The company said it expects to submit the complete regulatory package for rBCG to the SFDA within the coming weeks. During the meeting, the SFDA encouraged ImmunityBio to submit a regulatory package for rBCG to support access to a new source of BCG in the Kingdom and help address the global BCG shortage that has affected bladder cancer patients worldwide including the Middle East.

ImmunityBio said its rBCG is manufactured by the Serum Institute of India under an exclusive global licensing and supply arrangement announced in May 2024. The Serum Institute’s manufacturing facility in Pune, India, has been inspected and certified by multiple global regulatory authorities, including the World Health Organization, the European Medicines Agency, and the U.S. Food and Drug Administration.

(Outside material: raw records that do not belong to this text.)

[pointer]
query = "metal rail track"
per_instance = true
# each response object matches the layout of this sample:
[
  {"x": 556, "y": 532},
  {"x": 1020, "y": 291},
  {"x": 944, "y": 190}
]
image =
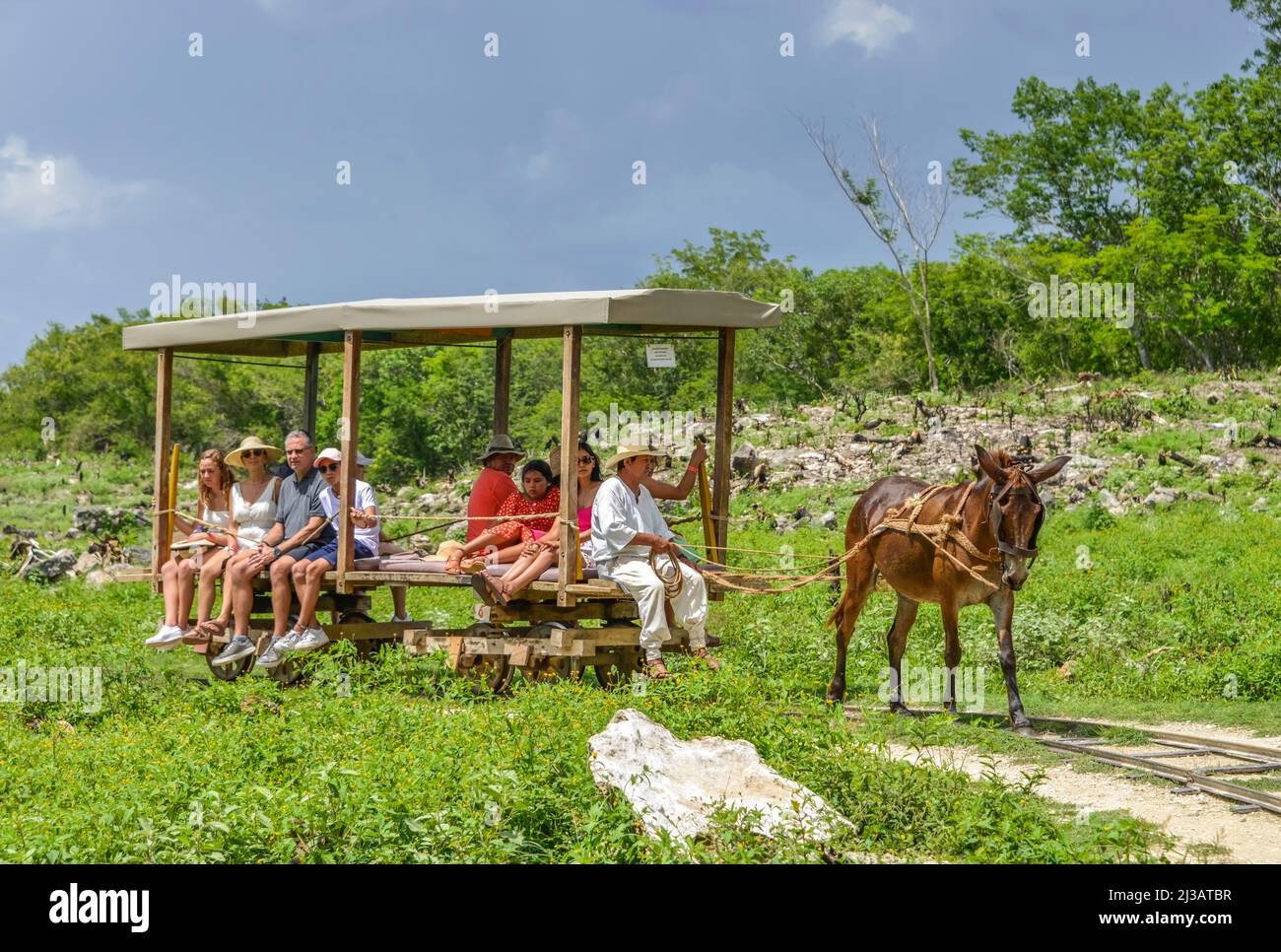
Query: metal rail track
[{"x": 1250, "y": 759}]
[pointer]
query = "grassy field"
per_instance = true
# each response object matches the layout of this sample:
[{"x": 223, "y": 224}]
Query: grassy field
[{"x": 396, "y": 760}]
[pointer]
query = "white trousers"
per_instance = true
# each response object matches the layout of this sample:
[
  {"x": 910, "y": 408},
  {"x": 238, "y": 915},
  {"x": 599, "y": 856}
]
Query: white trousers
[{"x": 690, "y": 605}]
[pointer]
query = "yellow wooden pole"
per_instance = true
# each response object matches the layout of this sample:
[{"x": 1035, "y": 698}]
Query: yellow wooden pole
[
  {"x": 173, "y": 502},
  {"x": 705, "y": 503}
]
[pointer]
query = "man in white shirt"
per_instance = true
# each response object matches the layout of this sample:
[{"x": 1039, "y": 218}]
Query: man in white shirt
[
  {"x": 308, "y": 573},
  {"x": 627, "y": 525}
]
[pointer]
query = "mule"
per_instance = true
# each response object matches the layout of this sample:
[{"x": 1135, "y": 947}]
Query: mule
[{"x": 1000, "y": 514}]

In the United States, the FDA has authorized an Expanded Access Program for rBCG to address the ongoing national shortage of TICE® BCG, the company said. The program is active at 57 urology centers across the country, with over 500 patients enrolled and thousands of doses of rBCG administered to date.

The company said Phase 1/2 clinical trials conducted in Europe showed that rBCG demonstrated potent immunogenicity with CD8+ and CD4+ T cell stimulation and an improved safety profile compared to standard BCG, with fewer adverse events compared to earlier formulations.

ImmunityBio and the SFDA also initiated discussions for expansion of ANKTIVA plus checkpoint inhibitors into multiple tumor types in patients who have relapsed following checkpoint inhibitor therapy. The company said these discussions build on accelerated approval granted by the SFDA in January 2026 for ANKTIVA in combination with immune checkpoint inhibitors for adult patients with metastatic non-small cell lung cancer whose disease has progressed following standard of care therapy including checkpoint inhibitors.

The company said the QUILT-3.055 basket trial demonstrated that ANKTIVA rescues checkpoint inhibitor activity across multiple tumor types, including NSCLC, urothelial, head and neck, melanoma, renal, gastric, and cervical cancers, with a median overall survival of 14.1 months in checkpoint inhibitor-relapsed NSCLC patients. It also said the SFDA has approved ANKTIVA across two indications in Saudi Arabia: BCG-unresponsive non-muscle invasive bladder cancer and metastatic NSCLC in combination with checkpoint inhibitors.